Cualquier cosa que hagamos, aunque parezca poco importante, si mantenemos una actitud interna de alegría, terminaremos apasionados y comprometidos. Esto aplica para todas esas cosas que sentimos que nos cuestan, que empezamos y dejamos vez tras vez, que rechazamos inconscientemente. Porque la alegría le abre la puerta al compromiso y al éxito. Quien inicia un camino de alegría en su vida, tarde o temprano ve todas sus capacidades, por pequeñas que sean, soltadas y usadas para ser promocionado a su próximo nivel. Así que sumémosle alegría a nuestra vida y no subestimemos ninguno de nuestros puntos fuertes.

¿Sabías que Leonardo Da Vinci acabó una de sus mejores pinturas con un pincel muy pequeño dando golpecitos apenas perceptibles sobre el lienzo? Un verdadero genio dio por terminada una de sus obras de arte con pequeños toques. Hoy en día me encuentro con mucha gente que tiene dificultades para creer en sí misma, que no se ama lo suficiente y subestima sus capacidades. Pero incluso lo pequeño, lo que parece que no sirve demasiado, como el pincel de Da Vinci, puede ser usado para alcanzar grandes oportunidades. Si tan solo provocamos una atmósfera de alegría.

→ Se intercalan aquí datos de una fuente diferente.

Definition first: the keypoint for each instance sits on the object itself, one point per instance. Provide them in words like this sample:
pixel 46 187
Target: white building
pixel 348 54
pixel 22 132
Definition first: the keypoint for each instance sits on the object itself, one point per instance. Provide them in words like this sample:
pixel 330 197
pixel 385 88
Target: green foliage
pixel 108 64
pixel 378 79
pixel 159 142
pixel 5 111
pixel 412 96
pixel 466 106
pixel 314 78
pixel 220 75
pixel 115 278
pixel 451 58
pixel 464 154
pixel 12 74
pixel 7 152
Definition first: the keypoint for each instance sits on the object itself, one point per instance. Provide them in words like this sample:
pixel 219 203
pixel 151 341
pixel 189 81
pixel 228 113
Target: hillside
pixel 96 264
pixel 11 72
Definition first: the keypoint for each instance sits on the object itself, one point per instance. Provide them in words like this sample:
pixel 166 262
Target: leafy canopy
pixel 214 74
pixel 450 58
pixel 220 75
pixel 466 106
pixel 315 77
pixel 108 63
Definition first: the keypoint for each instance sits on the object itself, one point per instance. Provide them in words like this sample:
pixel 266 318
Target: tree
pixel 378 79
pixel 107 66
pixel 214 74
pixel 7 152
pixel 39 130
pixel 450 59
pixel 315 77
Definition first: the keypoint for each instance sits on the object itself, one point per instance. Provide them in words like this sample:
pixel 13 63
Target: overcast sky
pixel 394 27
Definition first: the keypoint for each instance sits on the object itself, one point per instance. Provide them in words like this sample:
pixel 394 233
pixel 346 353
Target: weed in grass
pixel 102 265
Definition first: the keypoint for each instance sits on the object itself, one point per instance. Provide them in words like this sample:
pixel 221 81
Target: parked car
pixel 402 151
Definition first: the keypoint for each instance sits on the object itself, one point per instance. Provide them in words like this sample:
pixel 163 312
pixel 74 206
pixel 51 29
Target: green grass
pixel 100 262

Tal vez te estés preguntando cómo es posible escoger la alegría en medio de la adversidad. Todos nos sentimos alegres cuando todo marcha bien: cuando tenemos un buen trabajo, cuando nos va bien en el estudio, cuando disfrutamos una pareja y una familia maravillosas, cuando tenemos buena salud, etc. Pero, ¿cómo estar alegre y no tener miedo al futuro cuando viene la noche oscura de nuestra alma? Hay un dicho que solemos repetir: "No hay mal que dure cien años". ¡Una gran verdad!

El secreto para lograr tener alegría aun atravesando dificultades es ser conscientes de que esa situación NO es eterna, que el dolor se agotará, que la angustia y el temor desaparecerán. Nada negativo dura para siempre y siempre vuelve a salir el sol después de la tormenta. Todo problema tiene fecha de vencimiento. Saber esto y recordarlo, cuando las cosas nos salen como lo esperamos o algo inesperado nos saca de nuestro eje, nos permite adoptar una actitud alegre.

Norman Vincent Peale, un famoso escritor estadounidense, es el creador de la teoría del pensamiento positivo y, durante la gran depresión en los EE. UU., se atrevió a hablar sobre la fe. Él explicaba que, contrario a lo que mucha gente cree, la fe es alegre. Como recibió tantas críticas, decidió cambiar la palabra fe por la frase pensamiento tenaz, algo que todo ser humano necesita desarrollar. Así logró que le prestaran atención. Finalmente utilizó la frase que hoy conocemos: pensamiento positivo y miles de personas se reunían a escucharlo hablar de este.

Cuando Peale tenía más de 80 años, brindó un seminario sobre cómo planificar los próximos 15 años, el cual generó un gran impacto en los asistentes. La idea que quiso transmitir es que, independientemente de nuestra edad y condición de vida, siempre deberíamos perseguir el crecimiento y el avance en nuestra vida. La alegría es la clave para lograrlo. Una persona que decide vivir con alegría a diario, más allá de la situación que esté atravesando, se convierte en la mejor influencia para su entorno.